Neil Cavuto said, “We did look at Spain and for every climate change job gained, two others were lost.”


Obama’s Suicide Machine: Economy, Spending, Debt (Education, Climate, Health Care)


From Wind Watch

Two things may be said about current environmental policies across the developed world: they have never been so heavily subsidized, and they have never been so untethered from reality.   Case in point is President Obama’s “Green Jobs” policy.  The argument behind his proposals, including “cap and trade,” is that green policies will provide environmental benefits while also promoting economic growth and jobs.  A good test of whether this is plausible is to look at the ‘renewable energy’ component of his proposals, in particular, wind power. 

Wind power is a good test because it has already been extensively promoted in Europe and elsewhere, and indeed the President has appealed to Spain, Germany, and Japan as examples.  He isn’t alone.  Google ‘Spain’ & ‘wind power’ and you will get more articles praising Spain’s success than there are wind towers in those three nations combined.  But when you look at the articles, you will discover that what they mean by “success” is that Spain has a flippin’ lot of wind towers.  What you won’t get is evidence that Spain has achieved either economic or environmental benefits from all these turbines.  That is because there aren’t any. 

Consider this from the London Telegraph:

E.On [the German company building the towers] is coy about profit margins.
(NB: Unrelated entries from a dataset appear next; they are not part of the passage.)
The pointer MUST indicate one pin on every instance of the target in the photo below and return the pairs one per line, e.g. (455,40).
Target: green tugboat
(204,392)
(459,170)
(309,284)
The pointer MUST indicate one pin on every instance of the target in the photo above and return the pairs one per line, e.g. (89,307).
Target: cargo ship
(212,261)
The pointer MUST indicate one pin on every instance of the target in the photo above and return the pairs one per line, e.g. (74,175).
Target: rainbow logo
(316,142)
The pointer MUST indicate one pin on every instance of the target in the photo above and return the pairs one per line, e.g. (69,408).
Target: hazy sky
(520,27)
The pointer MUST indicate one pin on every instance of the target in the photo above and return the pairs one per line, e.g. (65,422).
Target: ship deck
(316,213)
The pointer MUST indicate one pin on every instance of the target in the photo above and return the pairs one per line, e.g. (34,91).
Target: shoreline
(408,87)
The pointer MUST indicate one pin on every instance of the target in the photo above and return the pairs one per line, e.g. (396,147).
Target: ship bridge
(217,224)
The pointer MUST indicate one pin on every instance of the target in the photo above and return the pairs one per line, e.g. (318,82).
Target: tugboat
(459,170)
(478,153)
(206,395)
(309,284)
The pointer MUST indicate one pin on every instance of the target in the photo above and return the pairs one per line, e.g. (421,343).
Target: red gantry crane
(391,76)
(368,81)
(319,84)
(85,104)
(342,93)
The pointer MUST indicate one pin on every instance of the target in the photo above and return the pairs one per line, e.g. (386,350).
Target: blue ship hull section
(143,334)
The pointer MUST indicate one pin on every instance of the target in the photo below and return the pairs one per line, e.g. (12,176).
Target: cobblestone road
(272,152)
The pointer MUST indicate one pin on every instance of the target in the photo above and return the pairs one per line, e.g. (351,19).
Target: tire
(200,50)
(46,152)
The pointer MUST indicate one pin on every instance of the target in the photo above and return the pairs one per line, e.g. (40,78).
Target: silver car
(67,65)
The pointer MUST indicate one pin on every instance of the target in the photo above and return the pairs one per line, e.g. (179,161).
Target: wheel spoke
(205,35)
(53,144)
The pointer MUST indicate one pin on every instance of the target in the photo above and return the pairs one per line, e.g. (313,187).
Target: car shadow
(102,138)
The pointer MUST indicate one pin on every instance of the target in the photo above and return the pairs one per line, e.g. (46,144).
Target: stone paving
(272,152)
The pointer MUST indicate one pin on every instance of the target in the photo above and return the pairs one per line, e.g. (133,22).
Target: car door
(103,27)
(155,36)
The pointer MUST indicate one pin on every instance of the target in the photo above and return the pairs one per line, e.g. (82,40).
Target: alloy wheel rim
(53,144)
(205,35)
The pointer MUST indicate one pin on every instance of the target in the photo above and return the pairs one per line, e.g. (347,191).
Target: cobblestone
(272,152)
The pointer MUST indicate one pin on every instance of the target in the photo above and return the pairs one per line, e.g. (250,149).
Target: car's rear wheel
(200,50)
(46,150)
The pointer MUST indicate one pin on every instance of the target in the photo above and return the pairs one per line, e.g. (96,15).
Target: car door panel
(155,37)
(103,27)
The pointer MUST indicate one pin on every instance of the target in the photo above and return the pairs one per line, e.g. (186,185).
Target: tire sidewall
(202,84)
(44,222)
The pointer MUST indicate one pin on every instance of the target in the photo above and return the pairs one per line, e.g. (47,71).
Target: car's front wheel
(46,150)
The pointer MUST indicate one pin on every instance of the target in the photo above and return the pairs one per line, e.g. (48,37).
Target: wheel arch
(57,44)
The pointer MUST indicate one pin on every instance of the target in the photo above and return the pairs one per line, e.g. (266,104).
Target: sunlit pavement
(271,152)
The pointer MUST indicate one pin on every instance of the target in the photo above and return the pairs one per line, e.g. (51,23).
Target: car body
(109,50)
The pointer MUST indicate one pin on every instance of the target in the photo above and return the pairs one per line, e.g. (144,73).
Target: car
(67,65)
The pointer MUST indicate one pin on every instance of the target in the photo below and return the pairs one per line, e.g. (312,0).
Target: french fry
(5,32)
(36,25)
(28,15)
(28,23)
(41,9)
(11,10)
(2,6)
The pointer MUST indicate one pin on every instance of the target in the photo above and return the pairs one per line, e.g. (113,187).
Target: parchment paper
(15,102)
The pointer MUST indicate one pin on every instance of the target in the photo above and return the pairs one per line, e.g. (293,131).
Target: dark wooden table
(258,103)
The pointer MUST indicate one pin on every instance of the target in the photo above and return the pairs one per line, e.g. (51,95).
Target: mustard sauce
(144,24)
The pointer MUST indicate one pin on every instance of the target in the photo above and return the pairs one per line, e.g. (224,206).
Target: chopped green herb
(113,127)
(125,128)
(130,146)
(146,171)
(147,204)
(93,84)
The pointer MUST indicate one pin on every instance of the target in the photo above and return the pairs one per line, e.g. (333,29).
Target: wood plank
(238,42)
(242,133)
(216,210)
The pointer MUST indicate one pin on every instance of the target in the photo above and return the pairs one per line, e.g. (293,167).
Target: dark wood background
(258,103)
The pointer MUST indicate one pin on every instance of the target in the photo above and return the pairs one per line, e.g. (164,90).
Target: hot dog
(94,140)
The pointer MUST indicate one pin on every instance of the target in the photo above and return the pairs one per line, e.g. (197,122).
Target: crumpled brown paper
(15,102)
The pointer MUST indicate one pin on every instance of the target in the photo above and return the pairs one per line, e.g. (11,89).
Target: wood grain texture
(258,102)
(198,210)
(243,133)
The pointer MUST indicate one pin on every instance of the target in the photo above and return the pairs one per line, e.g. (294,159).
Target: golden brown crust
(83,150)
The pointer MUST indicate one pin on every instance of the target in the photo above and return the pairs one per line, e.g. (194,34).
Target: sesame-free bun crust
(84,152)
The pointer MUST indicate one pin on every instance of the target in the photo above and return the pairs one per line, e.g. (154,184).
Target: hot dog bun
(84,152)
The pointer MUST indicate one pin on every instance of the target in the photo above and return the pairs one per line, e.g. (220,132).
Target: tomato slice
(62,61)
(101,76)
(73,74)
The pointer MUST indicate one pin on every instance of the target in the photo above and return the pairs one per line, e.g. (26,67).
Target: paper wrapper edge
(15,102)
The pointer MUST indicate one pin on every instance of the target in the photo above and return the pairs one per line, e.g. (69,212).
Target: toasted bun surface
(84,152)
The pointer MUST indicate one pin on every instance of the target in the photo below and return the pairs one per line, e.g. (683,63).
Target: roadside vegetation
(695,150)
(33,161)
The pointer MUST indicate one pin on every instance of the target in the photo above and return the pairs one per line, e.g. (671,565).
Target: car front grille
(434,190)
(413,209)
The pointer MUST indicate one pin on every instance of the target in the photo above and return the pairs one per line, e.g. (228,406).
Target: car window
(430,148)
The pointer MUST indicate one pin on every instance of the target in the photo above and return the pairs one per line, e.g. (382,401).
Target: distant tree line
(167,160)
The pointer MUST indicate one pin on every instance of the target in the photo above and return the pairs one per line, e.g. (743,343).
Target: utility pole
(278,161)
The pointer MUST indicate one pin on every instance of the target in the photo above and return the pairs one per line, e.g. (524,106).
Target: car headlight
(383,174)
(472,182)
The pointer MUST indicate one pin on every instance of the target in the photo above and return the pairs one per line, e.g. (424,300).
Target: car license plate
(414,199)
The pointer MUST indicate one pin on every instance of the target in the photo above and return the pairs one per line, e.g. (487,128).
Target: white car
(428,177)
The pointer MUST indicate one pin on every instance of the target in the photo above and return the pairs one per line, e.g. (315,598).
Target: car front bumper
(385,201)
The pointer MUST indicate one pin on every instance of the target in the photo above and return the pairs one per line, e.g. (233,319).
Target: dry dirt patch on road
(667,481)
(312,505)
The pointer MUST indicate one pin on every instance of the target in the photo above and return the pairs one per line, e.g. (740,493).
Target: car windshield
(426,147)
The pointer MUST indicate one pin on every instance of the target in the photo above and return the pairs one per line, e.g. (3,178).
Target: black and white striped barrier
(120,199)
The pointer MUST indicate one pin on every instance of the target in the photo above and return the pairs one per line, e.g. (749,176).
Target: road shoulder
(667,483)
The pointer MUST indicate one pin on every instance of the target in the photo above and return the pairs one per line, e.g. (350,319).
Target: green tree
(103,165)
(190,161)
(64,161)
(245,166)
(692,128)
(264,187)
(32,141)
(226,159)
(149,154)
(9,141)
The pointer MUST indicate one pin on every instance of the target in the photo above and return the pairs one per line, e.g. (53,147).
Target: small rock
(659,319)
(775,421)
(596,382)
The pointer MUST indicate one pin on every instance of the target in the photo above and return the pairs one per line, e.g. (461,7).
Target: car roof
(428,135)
The European operations are flirting with break-even cost, but the company’s huge 10-mile wind farms in the Texas outback have reached the magical level of €50 per megawatt hour (with US government subsidies), far below natural gas at the current market price.

To unpack that, E.On’s showcase windfarm produces power at a reasonable price with government subsides.  How much does the U.S. kick in?  E.On isn’t saying.  It’s always instructive to find out what the money doesn’t want to hear.  Well, we now have some idea about Spain, which produces about 40% of its power from wind.  From Fox News:

A new report out of Spain says if that country is any indication, Americans shouldn’t be depending on green jobs to help the U.S. economy.

Gabriel Calzada Alvarez, a professor [at King Juan Carlos University in Madrid], has released a study with startling claims about what’s happened in Spain and what he predicts will play out in America.  Calzada says for every green job that’s created with government funding, 2.2 regular jobs are lost and that only one in 10 green jobs wind up being permanent.

Here is the problem: when an industry is heavily subsidized, that means that resources are going to it that would otherwise be invested elsewhere.  The subsidized industry might be more productive than alternative investments, but if it were it would not need to be subsidized.  Of course, a subsidized industry might become productive after an initial government investment.  But you would look for that to happen pretty quickly, if the technology is really viable.  It ain’t happening in Spain. 

Likewise, the case of Denmark leads one to doubt the environmental benefits.  From the Financial Post:

Denmark, the world’s most wind-intensive nation, with more than 6,000 turbines generating 19% of its electricity, has yet to close a single fossil-fuel plant. It requires 50% more coal-generated electricity to cover wind power’s unpredictability, and pollution and carbon dioxide emissions have risen (by 36% in 2006 alone).

Flemming Nissen, the head of development at West Danish generating company ELSAM (one of Denmark’s largest energy utilities) tells us that “wind turbines do not reduce carbon dioxide emissions.” The German experience is no different. Der Spiegel reports that “Germany’s CO2 emissions haven’t been reduced by even a single gram,” and additional coal- and gas-fired plants have been constructed to ensure reliable delivery.

Indeed, recent academic research shows that wind power may actually increase greenhouse gas emissions in some cases, depending on the carbon-intensity of back-up generation required because of its intermittent character. On the negative side of the environmental ledger are adverse impacts of industrial wind turbines on birdlife and other forms of wildlife, farm animals, wetlands and viewsheds.